- Siege of Uspe: Part of Roman-Bosporan War
| Date | c. 49 AD |
| Location | Cimmerian Bosporus |
| Result | Aorsic Victory Complete destruction of Uspe; |

Belligerents
- Aorsi: Siraces

Commanders and leaders
- Eunones: Zorsines

Strength
- Unknown: 10,000+

Casualties and losses
- Unknown: 10,000 captured

= Siege of Uspe =

49 sack

The siege of Uspe was a short siege during the brief Roman-Bosporan War between the Siraceni and the Aorsi on the weakly fortified stronghold of Uspe.

==Background and Siege==

Zorsines had been aiding Mithridates III in his war against his brother Cotys I since 40 AD. The Mithridatic faction had been losing, having lost Artezian to the Roman forces sometime in 45 AD.
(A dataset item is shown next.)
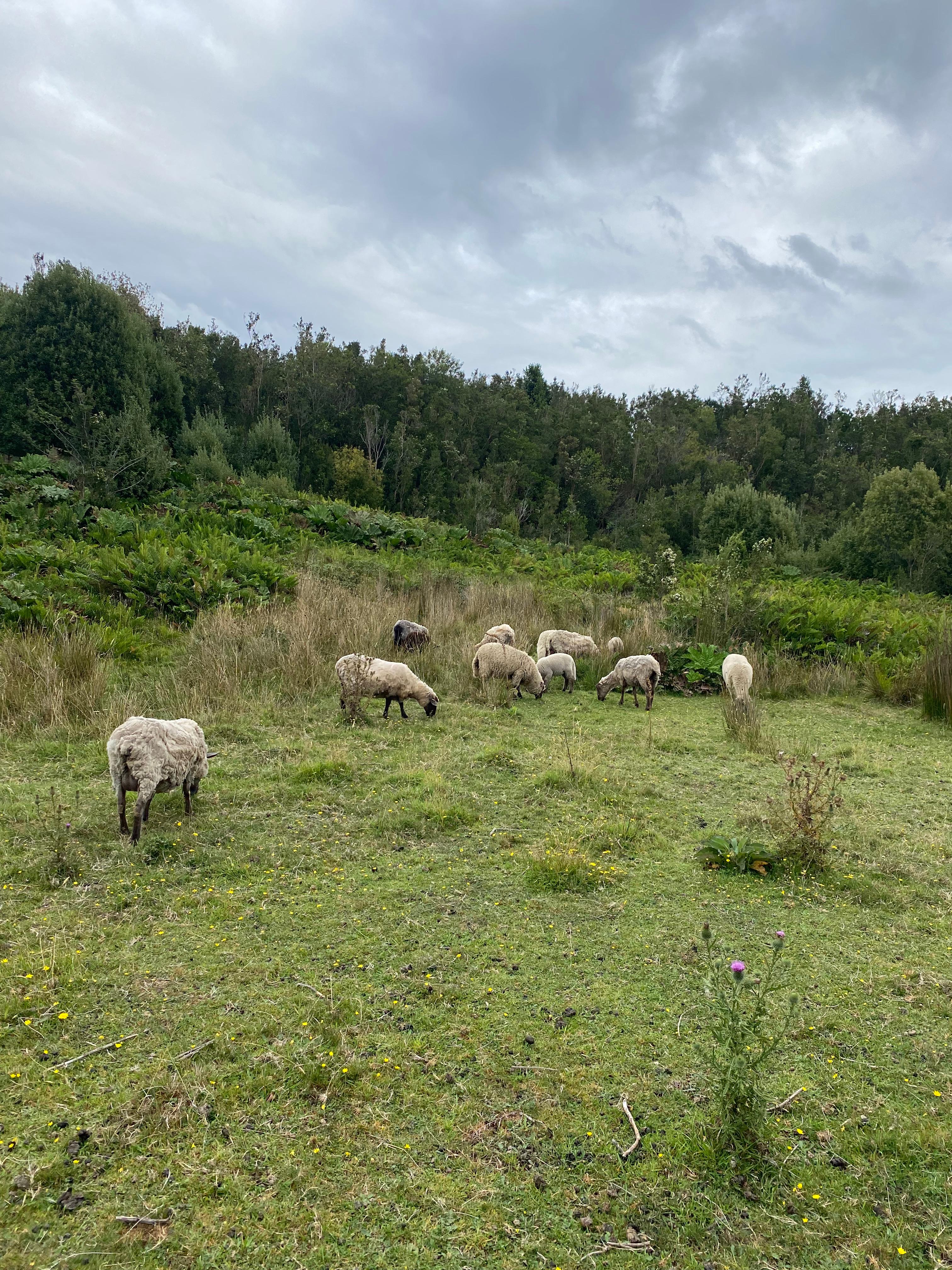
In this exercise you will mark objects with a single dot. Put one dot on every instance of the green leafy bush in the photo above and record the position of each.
(739, 855)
The siege began after Aorsi commander Eunones crossed the river Panda and noticed that the stronghold had weak defenses that he could use in his favor. Eunones constructed towers to harass the people of the city with darts and arrows to soften their defenses and force them to expedite their surrender. After not being able to take no more, the people of Uspe offered a capitulation of 10,000 hostages, to which the Aorsi declined. The siege in total would have begun and finished within one day if nightfall had not stopped the conflict. Not being able to hold out against the Aorsi for too long, Zorsines sued for peace and acknowledge the superiority of Claudius.

After Mithridates learned of his ally's defeat, he also sued for peace as he found his troop numbers not sufficient to continue the war.